GEHC is trading at $59 per share. This implies a market cap and enterprise value of $26BN and $41BN. On a valuation basis, it’s trading at 15.5x EBIT and 14.1x FCF. This seems very cheap on an absolute basis (Siemens Healthineers and Danaher trade at an EV/EBIT multiple of 24.5x). It also seems reasonably cheap on an absolute basis. However, it doesn’t seem like a no-brainer, at least for me. I think a share price of $41 (10x FCF) would be an attractive entry point.

I don’t think GE is worth buying ahead of the healthcare spin-off as the GE story is going to remain relatively complex (we are going to have to wait another year for the energy/power spin-off).

September 16, 2022 Update

  • More information is expected on the investor day GE is hosting on December 8, 2022

September 2, 2022 Update

Good write-up on the split-off of Healthcare and Energy & Power Businesses

November 12, 2021 Update

On November 9, 2021, General Electric (GE) announced its plans to split into three companies: One focused on healthcare, another devoted to energy and power, and the third dealing with aviation. The healthcare spinoff is slated for 2023, and GE plans to retain a 19.9% stake.
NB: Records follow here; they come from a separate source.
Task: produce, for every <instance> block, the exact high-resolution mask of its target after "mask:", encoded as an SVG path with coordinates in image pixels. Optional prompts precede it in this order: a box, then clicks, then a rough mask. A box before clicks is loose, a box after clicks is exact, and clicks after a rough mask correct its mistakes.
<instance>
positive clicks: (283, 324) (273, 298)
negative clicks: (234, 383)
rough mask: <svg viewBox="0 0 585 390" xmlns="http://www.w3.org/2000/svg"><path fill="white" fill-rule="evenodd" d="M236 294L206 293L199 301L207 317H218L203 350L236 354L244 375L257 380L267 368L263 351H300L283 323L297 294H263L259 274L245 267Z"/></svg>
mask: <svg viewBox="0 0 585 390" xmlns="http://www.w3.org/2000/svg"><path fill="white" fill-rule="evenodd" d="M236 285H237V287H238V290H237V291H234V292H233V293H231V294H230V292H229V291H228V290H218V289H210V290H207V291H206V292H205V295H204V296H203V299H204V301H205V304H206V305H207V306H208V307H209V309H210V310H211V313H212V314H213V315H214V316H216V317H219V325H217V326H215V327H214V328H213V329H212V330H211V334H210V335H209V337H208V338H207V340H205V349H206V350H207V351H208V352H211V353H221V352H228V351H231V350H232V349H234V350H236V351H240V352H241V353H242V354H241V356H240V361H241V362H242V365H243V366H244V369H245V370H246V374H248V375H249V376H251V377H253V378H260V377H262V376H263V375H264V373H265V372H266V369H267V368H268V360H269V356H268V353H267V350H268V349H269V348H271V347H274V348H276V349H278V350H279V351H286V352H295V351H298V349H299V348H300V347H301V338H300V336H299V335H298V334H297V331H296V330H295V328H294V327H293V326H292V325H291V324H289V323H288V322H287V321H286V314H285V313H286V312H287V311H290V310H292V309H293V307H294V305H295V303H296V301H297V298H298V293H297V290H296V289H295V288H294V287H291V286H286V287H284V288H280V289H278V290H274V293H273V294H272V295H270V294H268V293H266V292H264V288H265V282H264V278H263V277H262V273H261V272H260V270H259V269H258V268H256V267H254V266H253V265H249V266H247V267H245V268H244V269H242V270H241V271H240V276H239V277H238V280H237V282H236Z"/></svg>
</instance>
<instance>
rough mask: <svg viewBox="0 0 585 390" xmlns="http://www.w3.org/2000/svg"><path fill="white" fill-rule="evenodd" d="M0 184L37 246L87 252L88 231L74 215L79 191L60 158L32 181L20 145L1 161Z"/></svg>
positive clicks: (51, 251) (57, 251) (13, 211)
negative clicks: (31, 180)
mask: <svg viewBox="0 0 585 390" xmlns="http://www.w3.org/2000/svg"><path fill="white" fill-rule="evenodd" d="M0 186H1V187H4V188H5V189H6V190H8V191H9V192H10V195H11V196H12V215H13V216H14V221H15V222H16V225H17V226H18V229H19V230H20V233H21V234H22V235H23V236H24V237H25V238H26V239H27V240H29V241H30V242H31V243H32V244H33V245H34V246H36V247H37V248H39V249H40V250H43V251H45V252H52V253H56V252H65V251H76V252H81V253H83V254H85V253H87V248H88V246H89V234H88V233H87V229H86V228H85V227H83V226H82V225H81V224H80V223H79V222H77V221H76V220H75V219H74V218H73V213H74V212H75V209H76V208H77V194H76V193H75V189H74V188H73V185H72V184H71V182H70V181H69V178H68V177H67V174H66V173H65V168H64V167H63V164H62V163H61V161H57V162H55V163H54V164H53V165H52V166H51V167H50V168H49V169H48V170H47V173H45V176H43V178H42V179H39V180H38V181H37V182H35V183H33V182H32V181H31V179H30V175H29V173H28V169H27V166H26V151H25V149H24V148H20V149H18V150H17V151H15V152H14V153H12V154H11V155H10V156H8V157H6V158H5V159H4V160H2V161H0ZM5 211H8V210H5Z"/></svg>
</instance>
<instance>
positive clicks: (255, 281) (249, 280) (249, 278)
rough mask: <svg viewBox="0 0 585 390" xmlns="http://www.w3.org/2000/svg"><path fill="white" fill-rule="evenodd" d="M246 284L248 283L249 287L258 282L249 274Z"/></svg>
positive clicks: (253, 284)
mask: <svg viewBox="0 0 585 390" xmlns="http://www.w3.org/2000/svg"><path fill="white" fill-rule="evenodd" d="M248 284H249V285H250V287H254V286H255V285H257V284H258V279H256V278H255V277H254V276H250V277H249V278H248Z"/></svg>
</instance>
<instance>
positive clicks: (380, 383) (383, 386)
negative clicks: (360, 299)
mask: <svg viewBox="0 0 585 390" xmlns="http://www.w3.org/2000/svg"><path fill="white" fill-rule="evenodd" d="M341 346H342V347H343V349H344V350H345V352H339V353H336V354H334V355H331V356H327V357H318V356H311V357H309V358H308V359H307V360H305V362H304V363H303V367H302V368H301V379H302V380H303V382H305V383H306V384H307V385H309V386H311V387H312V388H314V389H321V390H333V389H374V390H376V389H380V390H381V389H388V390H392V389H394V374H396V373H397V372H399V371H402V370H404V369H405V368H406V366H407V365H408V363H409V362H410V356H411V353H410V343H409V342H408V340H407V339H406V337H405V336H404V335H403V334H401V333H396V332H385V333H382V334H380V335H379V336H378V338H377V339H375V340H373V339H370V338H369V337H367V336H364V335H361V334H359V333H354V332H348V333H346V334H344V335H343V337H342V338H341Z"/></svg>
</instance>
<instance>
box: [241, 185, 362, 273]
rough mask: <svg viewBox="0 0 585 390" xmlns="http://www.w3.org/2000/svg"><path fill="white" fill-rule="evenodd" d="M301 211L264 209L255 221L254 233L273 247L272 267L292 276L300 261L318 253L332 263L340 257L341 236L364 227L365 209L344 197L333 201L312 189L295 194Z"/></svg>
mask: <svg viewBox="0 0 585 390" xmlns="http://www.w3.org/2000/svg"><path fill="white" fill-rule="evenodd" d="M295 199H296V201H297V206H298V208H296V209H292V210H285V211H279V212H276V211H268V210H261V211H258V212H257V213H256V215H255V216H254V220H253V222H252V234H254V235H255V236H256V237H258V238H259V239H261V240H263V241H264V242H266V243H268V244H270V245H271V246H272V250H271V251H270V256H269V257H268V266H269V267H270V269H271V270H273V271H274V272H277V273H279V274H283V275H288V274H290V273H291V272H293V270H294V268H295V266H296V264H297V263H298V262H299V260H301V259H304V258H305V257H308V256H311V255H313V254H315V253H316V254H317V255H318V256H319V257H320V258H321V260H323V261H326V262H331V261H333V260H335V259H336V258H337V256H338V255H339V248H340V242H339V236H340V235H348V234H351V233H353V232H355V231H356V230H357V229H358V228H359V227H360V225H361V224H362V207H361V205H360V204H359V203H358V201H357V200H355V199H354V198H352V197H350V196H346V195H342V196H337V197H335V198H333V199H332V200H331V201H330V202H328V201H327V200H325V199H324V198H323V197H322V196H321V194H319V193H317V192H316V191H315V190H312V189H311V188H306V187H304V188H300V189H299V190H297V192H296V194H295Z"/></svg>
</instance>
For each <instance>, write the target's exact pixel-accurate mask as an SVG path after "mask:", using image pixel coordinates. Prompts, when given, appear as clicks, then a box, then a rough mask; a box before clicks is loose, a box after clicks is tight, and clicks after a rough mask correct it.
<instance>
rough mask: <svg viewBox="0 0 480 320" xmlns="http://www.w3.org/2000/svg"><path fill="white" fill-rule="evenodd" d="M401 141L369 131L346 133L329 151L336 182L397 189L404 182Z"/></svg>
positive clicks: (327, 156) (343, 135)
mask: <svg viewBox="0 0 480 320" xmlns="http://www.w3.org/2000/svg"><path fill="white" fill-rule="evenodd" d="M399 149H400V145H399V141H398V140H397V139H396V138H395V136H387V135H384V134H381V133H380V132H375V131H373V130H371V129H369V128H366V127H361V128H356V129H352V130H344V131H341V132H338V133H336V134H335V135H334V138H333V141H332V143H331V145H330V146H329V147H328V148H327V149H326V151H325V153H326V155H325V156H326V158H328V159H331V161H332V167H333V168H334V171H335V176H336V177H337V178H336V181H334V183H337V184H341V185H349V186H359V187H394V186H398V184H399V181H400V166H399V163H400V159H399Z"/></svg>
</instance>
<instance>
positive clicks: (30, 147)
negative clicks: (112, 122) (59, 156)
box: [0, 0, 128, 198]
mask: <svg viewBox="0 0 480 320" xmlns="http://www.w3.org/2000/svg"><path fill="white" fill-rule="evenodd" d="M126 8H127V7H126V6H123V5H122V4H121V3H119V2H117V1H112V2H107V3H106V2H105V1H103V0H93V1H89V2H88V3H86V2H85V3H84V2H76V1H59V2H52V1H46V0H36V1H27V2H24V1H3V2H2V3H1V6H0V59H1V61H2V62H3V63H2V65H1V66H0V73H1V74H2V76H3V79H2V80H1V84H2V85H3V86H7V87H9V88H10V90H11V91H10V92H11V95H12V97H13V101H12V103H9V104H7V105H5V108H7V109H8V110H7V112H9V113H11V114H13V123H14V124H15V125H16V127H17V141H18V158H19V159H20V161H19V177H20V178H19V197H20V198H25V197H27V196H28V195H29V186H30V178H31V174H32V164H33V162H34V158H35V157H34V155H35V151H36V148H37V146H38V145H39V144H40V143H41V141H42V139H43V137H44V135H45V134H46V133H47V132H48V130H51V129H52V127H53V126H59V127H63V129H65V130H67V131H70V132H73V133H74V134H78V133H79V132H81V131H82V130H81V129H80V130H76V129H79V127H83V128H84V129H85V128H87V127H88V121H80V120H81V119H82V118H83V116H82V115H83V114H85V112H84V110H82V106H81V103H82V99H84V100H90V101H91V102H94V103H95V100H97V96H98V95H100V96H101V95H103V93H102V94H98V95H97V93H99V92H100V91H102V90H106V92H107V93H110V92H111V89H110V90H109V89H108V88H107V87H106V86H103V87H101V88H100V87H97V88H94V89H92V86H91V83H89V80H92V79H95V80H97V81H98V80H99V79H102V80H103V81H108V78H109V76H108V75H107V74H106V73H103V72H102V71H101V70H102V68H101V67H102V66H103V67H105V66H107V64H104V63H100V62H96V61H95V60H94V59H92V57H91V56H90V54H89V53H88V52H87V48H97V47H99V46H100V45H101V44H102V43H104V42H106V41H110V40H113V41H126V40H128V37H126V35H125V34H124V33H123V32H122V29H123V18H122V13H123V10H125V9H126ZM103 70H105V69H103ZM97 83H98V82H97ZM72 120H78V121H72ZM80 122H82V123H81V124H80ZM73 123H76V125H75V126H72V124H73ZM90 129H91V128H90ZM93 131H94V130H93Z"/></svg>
The spinoff of the power business is planned for 2024. Investors were happy with the news as the stock shot up more than 5% to roughly $114.  GE CEO Larry Culp says, “Greater focus and accountability will come from this structure.” He sees benefits from the move in terms of capital allocation and talent retention in each business, as well as gains for GE’s customers. The hope is, from the CEO’s perspective, that down the road, all three companies are targeting investment-grade credit ratings by continuing to deleverage. I think the spin-off will unlock value (Wall Street loves simplicity), but there’s really nothing actionable to do today as the first spin-off won’t take place until 2023. As such, I think GE will be in “spin-off purgatory” for the foreseeable future.